1.新型コロナウイルス感染症対策について

(1)これまでのコロナ感染症対策に関する総括について
(2)コロナ感染症対策の不安的要素の改善策について

◆(城下広作君) 公明党の城下広作でございます。
 今日、午前中の2人の議員からも、12月8日のことを触れられました。いわゆる80年前の真珠湾攻撃の日でございます。太平洋戦争の開戦の日でもございますが、当時、アメリカと日本の差は、GDPで約10倍、石油備蓄量比で約700倍あったそうです。国力の差は歴然でありました。戦争ほど悲惨なものはないとの教訓を持ち続けたいと思います。
 去る12月3日、南関町の養鶏場で鳥インフルエンザが確認され、県は、早速約6万7,000羽の殺処分を行いました。蒲島知事、また、県職員の機敏な対応に敬意を表します。これ以上感染拡大がないよう県民は期待をしておりますので、よろしくお願いを申し上げます。
 本県は、これまで、地震、洪水、コロナと三重苦に悩まされていましたが、鳥インフルエンザが加わり、四重苦になりかねない状況でございますが、知事のリーダーシップでぜひ乗り越えていただきたいと思います。知事は、くれぐれもお体には気をつけてください。
 それでは、質問に入らせていただきますが、今年最後の議会でありますので、今回、私は、非常に答弁しやすい質問をそろえました。答弁予定者の皆様、明確な答弁をくれぐれもよろしくお願いいたします。
 それでは、第1問でございます。
 これまでのコロナ感染症対策に関する総括について。
 新型コロナウイルスが我が国で初めて確認されてから、およそ2年がたとうとしています。
 国は、当時聞き慣れない緊急事態宣言を発令し、我々国民は、日々感染の恐怖と闘いながら、今日まで、第1波から第5波まで、月日を共にしてきました。この間、国も感染予防対策に積極的に取り組み、本県も国と連携しながら対応してきたと理解しています。
 そこで、本県の取組を具体的に見てみますと、感染者対策では、PCR検査の対象について、国の検査基準の3要件の県独自の弾力的な拡大運用、クラスター対策チームの創設、派遣、自宅療養体制強化のための熊本県療養支援センターの設置を行い、また、感染拡大防止策では、県・市合同専門家会議の設置、運営、県独自のリスクレベル基準の策定、運用、国のまん延防止等重点措置適応前の感染拡大初期に熊本蔓延防止宣言を発令し、医療を守る行動強化期間を設定、さらに市町村のワクチン接種を補完する目的で県民広域接種センターを運営するなど、様々な取組を行ってきました。
 このような取組などもあり、最近、新型コロナウイルスの感染拡大が県下でも落ち着きを見せています。専門家等の意見では、ワクチン接種の進展、人々の行動抑制などの要因が挙げられていますが、明確なことは分かっていないようです。
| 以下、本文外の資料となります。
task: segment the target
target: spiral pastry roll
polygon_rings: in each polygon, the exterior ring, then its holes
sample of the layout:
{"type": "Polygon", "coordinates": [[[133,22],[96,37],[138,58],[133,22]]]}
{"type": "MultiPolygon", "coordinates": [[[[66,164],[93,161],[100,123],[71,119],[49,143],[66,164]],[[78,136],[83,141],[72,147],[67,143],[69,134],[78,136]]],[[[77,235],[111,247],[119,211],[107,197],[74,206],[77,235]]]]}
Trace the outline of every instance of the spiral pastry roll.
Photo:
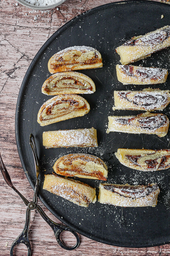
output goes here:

今は、このまま推移することを願うばかりであります。
 そこで、第1点目の質問ですが、確かに県は、先ほど述べましたように、感染者の発生当初からあらゆる手だてを行ってきました。そして、関係職員は、無我夢中で対応してきたと思います。この場を借りて、改めて感謝を申し上げたいと思います。
 今、感染拡大が落ち着きを見せています。私は、このようなときこそ、過去の取組がどうであったか、冷静に見ることができると思います。
 そこで、これまでの第1波から第5波の対応について、感染症対策の陣頭指揮を執ってこられた蒲島知事はどのような総括をされているのか、お尋ねをします。
 次に、コロナ感染症対策の不安的要素の改善策についてお尋ねします。
 今現在は、新型コロナウイルスの感染状況が小康状態にありますが、専門家の意見では、必ず第6波が来ると言われています。現に、世界の新型コロナウイルス感染者は増加傾向にあり、特にヨーロッパ全域で増えているのですが、最近は新たな変異ウイルス株、オミクロン株の動向も気になります。何とかして日本での感染拡大を食い止めなければならず、そのための3回目のワクチン接種や経口薬の開発、抗体カクテル療法などに期待をしているところです。
 そこで、第2点目の質問ですが、これまでの取組の中で特に私が気になった3点について、今後の対応をお尋ねします。
 まずは、ワクチンの管理とキャンセルワクチンの有効利用についてですが、ワクチン管理について、一部で冷蔵庫のコンセントが外れたり、本体そのものが壊れたりと、管理の途中で気づかなかったのか、疑問が残ります。早く気づきますと、大切なワクチンは守れたと思います。
 また、キャンセルワクチンも相当あったと思いますが、どのような対応をされたのか気になります。必ずキャンセルは起こり得ます。無駄をなくすための最善の取組が求められると思います。ワクチンの管理は基本的に市町村ですが、県としての認識をお尋ねします。
 次に、新型コロナウイルスに感染した感染者の対応の在り方についてですが、例えば、保護者が感染した場合、子供を預ける場所に苦慮するなど、必ずしも対応ができたかといえば、そうではなかったと聞きました。
 行政の対応は、まずは親戚等に預ける提案をされると聞いていますが、簡単に預かってもらえるとは限りません。むしろ難しいケースが多いのではないでしょうか。やはり対応を充実すべきと思います。
 また、老老世帯も同じようなことが言えます。片方が万が一感染した場合、どうしても1人にしておけない方もおられます。しかし、経済的な理由や施設の受入れができない場合は、行き場をなくします。
 今2つの例を挙げましたが、感染者を出したことによる自宅に残る家族等への対応をしっかりすべきではないでしょうか。お尋ねをいたします。
 最後に、もし新型コロナウイルスに感染しますと、大まかに言いまして、重症または中等症の方は入院、軽症または無症状の方は原則として宿泊療養となりますが、家庭の事情等により、医師が可能と判断した場合については、自宅療養となります。私は、この自宅療養について、非常に心配でなりません。
 無症状であったとしても、ウイルスには感染しています。同じ屋根の下で家族が暮らしていますと、よほどお城みたいな家に住んでいませんと、お風呂やトイレは大体共有ですし、部屋は別だとしても、移動することは必ず出てきます。こういう状態では、感染のリスクを抑え切れません。また、単身で無症状の方が、ある日突然容体が急変し、死亡したケースも、全国では多く見られています。
 いずれにしても、自宅療養はリスクが大きく、私は、自宅療養を特別な事情がない限りなくし、宿泊療養施設で対応するほうが望ましいと思いますが、県としては、国の対応には反するかもしれませんが、自宅療養ゼロの取組ができないか、早田健康福祉部長にお尋ねをいたします。